Ma non è tutto, anzi. «Per la produzione di energia da biomassa – si legge – , dovrà essere prevista una regolamentazione in modo che la materia prima impiegata sia certificata (in base a quanto stabilisce il D.Lgs. 28/2011 relativo ai criteri di sostenibilità dei bioliquidi) e che gli impianti forniscano energia a stabilimenti o siti produttivi con riduzione delle emissioni inquinanti». Nessun riferimento al fatto che il guaio serio delle biomasse più che le emissioni è la provenienza delle materie prime, ovvero troppo spesso dall’altra parte del mondo peraltro a scapito di foreste e coltivazioni food.

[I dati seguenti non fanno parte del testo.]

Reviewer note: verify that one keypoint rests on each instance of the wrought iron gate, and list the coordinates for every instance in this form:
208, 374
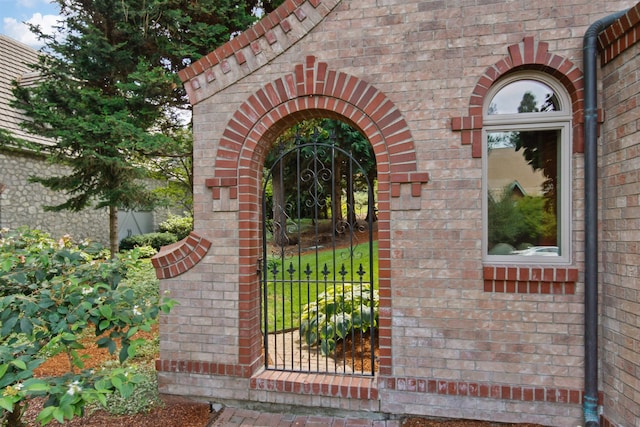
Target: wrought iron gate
319, 302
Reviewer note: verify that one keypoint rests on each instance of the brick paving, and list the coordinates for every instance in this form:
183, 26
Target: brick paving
237, 417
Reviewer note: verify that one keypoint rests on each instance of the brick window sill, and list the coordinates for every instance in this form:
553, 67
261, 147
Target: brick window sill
552, 280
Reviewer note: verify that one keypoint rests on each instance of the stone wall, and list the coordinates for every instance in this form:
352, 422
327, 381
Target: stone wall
21, 203
458, 337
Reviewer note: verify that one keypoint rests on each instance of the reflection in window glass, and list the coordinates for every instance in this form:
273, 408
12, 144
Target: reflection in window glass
523, 190
524, 96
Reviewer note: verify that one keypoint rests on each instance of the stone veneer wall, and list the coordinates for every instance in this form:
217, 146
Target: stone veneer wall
21, 202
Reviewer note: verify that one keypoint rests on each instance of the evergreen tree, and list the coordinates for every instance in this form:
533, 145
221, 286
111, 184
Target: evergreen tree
108, 94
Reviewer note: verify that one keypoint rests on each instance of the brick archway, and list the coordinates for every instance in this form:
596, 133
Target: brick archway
526, 55
311, 91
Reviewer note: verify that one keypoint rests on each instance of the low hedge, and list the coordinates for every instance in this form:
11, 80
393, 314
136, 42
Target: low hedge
155, 240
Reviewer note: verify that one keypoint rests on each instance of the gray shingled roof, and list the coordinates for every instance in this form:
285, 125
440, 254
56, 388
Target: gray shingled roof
14, 57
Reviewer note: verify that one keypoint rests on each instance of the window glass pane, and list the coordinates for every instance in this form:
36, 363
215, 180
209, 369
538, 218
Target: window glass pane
524, 96
523, 192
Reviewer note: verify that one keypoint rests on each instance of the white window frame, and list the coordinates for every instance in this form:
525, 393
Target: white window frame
551, 120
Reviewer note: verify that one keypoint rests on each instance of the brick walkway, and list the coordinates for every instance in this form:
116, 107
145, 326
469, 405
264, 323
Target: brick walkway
236, 417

Finito con le amenità? Macché. «Per l’approvvigionamento del gas nell’ambito del sistema Italia è indicata la realizzazione del rigassificatore OLT per il quale sono state recepite le prescrizioni previste in materia di sicurezza e devono essere determinate le ricadute positive per il territorio livornese attraversato dal gasdotto GALSI che ha ottenuto VIA positiva dal Ministero Ambiente». Qualcuno avvisi la Provincia che il progetto Galsi non esiste più e soprattutto che, se è vero che «lo stesso Ministero ha rilasciato VIA positiva, con prescrizioni, alla realizzazione e gestione dell’impianto di rigassificazione, proposto dalla società Edison in collaborazione con Solvay e BP, da collocare nell’area industriale Solvay di Rosignano», la Edison stessa lo ha stralciato da quel dì.

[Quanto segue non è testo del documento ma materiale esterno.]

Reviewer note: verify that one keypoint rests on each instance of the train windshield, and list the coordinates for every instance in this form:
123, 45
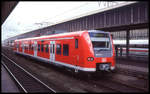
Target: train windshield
100, 41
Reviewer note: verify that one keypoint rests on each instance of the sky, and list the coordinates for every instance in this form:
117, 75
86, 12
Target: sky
31, 15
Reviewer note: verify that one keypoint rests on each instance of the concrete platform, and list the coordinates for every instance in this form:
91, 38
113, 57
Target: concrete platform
7, 83
134, 68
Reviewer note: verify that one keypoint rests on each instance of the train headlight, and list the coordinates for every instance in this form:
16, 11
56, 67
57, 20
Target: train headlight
90, 58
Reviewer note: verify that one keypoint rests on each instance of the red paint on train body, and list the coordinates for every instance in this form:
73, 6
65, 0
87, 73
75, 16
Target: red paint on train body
89, 50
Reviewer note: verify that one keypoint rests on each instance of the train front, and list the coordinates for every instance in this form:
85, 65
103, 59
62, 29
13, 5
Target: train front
103, 50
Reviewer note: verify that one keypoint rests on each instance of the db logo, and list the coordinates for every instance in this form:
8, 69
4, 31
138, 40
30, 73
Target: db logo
104, 60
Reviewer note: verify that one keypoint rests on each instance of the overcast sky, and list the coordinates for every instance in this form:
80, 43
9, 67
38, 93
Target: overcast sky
27, 16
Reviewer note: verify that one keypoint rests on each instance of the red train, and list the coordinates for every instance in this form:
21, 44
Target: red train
88, 50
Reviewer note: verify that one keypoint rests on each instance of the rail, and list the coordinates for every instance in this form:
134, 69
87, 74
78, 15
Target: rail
26, 80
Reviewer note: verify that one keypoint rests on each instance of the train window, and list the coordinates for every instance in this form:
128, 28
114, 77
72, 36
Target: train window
38, 47
76, 43
29, 46
51, 48
46, 49
58, 49
65, 49
42, 47
32, 47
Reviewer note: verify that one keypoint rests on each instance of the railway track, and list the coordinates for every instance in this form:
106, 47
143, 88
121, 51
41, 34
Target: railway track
114, 85
25, 80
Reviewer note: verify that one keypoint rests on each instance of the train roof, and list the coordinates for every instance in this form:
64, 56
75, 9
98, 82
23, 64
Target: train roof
66, 34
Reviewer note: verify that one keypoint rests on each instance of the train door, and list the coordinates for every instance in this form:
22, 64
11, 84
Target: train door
35, 48
22, 47
17, 46
52, 51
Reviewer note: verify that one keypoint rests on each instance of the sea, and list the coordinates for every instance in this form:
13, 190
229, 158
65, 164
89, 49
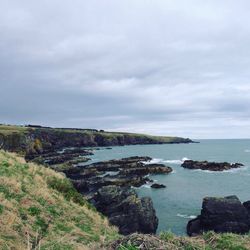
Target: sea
181, 200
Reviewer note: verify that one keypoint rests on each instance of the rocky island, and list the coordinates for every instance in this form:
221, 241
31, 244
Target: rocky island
221, 215
212, 166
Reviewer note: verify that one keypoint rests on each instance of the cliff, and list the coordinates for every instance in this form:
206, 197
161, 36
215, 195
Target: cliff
40, 209
38, 139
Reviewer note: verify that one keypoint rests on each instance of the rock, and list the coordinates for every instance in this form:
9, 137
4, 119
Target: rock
126, 210
156, 185
221, 215
212, 166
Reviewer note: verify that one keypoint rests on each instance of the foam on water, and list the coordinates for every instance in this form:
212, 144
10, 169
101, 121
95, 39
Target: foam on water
154, 160
176, 161
186, 216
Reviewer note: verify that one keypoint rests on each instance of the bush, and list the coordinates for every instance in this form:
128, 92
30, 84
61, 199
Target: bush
167, 236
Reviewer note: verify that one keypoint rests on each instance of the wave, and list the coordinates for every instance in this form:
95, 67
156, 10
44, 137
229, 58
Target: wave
233, 170
186, 216
176, 161
153, 161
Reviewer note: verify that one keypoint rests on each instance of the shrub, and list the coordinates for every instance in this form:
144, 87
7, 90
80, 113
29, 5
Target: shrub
34, 211
167, 236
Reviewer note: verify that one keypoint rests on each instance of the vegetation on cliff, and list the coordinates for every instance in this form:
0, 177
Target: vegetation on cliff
39, 139
40, 209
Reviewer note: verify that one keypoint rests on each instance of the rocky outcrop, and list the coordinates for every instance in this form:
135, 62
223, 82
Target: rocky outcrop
127, 172
221, 215
157, 186
37, 139
108, 187
125, 210
212, 166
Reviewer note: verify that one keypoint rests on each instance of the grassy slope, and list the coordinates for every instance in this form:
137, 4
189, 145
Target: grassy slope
38, 203
10, 129
31, 207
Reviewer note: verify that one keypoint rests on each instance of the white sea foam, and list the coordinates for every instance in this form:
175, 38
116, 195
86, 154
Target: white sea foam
186, 216
176, 161
233, 170
153, 161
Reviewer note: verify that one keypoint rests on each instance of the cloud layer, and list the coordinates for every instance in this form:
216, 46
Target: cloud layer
160, 67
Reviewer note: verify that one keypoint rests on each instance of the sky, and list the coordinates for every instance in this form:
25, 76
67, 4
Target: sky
162, 67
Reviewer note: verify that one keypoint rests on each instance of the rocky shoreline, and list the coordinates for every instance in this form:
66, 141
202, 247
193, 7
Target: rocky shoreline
212, 166
108, 185
221, 215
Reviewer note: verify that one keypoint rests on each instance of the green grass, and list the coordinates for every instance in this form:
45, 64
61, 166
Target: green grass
38, 203
10, 129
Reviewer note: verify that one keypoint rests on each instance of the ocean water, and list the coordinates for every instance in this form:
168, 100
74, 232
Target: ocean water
182, 199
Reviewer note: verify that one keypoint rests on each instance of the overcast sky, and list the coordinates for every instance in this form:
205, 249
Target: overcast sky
166, 67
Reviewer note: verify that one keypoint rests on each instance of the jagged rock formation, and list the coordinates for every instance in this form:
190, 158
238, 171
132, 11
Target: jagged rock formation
156, 185
37, 139
212, 166
125, 210
221, 215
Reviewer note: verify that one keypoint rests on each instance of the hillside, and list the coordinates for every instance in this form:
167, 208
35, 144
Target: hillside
36, 139
39, 207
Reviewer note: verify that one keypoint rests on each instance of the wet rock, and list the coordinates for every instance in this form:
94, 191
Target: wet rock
212, 166
221, 215
156, 185
126, 210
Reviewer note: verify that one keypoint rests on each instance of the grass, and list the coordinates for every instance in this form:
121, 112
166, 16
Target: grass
40, 207
10, 129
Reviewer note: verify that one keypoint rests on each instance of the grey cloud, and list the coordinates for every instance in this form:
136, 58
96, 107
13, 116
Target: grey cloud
160, 67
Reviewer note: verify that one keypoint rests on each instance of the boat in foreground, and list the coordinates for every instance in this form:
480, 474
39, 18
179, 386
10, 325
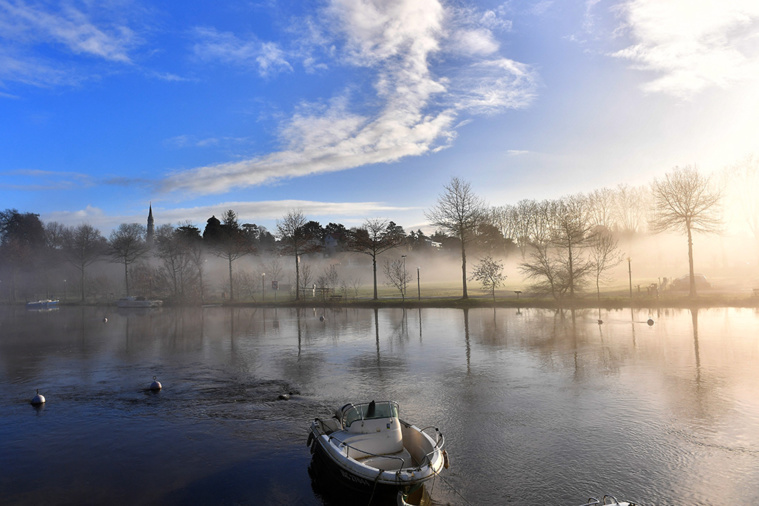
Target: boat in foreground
369, 449
42, 304
133, 301
608, 500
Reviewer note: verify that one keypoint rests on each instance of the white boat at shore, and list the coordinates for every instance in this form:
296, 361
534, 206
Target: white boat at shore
138, 302
608, 500
369, 449
42, 305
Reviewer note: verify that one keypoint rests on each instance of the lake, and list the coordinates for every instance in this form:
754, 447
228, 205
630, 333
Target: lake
537, 406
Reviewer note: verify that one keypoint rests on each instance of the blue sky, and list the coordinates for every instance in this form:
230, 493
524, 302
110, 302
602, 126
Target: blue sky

Tutto cose ribadite anche nel documento di sintesi dove si legge che: «Attualmente» – ovvero tre anni fa, alla faccia dell’attualità – sono in corso 3 procedimenti che interessano la provincia di Livorno:

– realizzazione del rigassificatore OLT offshore posizionato a 22 km dalla costa Toscana con una capacità di rigassificazione di 3,75 miliardi di mc/anno di metano; OLT si è impegnato ad utilizzare imprese locali per la realizzazione e la gestione del terminale, a favorire l’approvvigionamento del gas per il tessuto civile e industriale locale a condizioni concorrenziali, a finanziare lo sviluppo di progetti rivolti al risparmio energetico;

– a novembre 2010 il Ministero dell’Ambiente ha rilasciato la valutazione positiva di impatto ambientale, con prescrizioni, alla realizzazione di un impianto di rigassificazione proposto da Edison e da collocare nell’area interna allo stabilimento Solvay, della capacità di 8 miliardi di mc/anno di metano; il rigassificatore è inquadrato nel più ampio progetto industriale dell’area dello stabilimento chimico Solvay ed è legato all’analisi di compatibilità ambientale ed alla garanzia in termini di sicurezza;

– il Ministero dell’Ambiente ha rilasciato VIA positiva per la realizzazione del gasdotto algerino GALSI, il quale giungerà a Piombino, dopo aver attraversato la Sardegna, con una capacità di 8 miliardi di mc/anno di metano».

Insomma, dentro poi ci stanno tante cose anche condivisibili soprattutto sul risparmio energetico, l’efficienza degli edifici ecc., ma il piano in sé, che peraltro essendo tale non è una legge, ci pare poco incisivo, in buona parte inutilizzabile e che mostra tutta la differenza che c’è – questo non è colpa della Provincia – tra le iniziative istituzionali che hanno tempi biblici e le necessità di quella green economy di cui tutti parlano, ma che di questo passo Livorno non coglierà nessuna delle sue opportunità.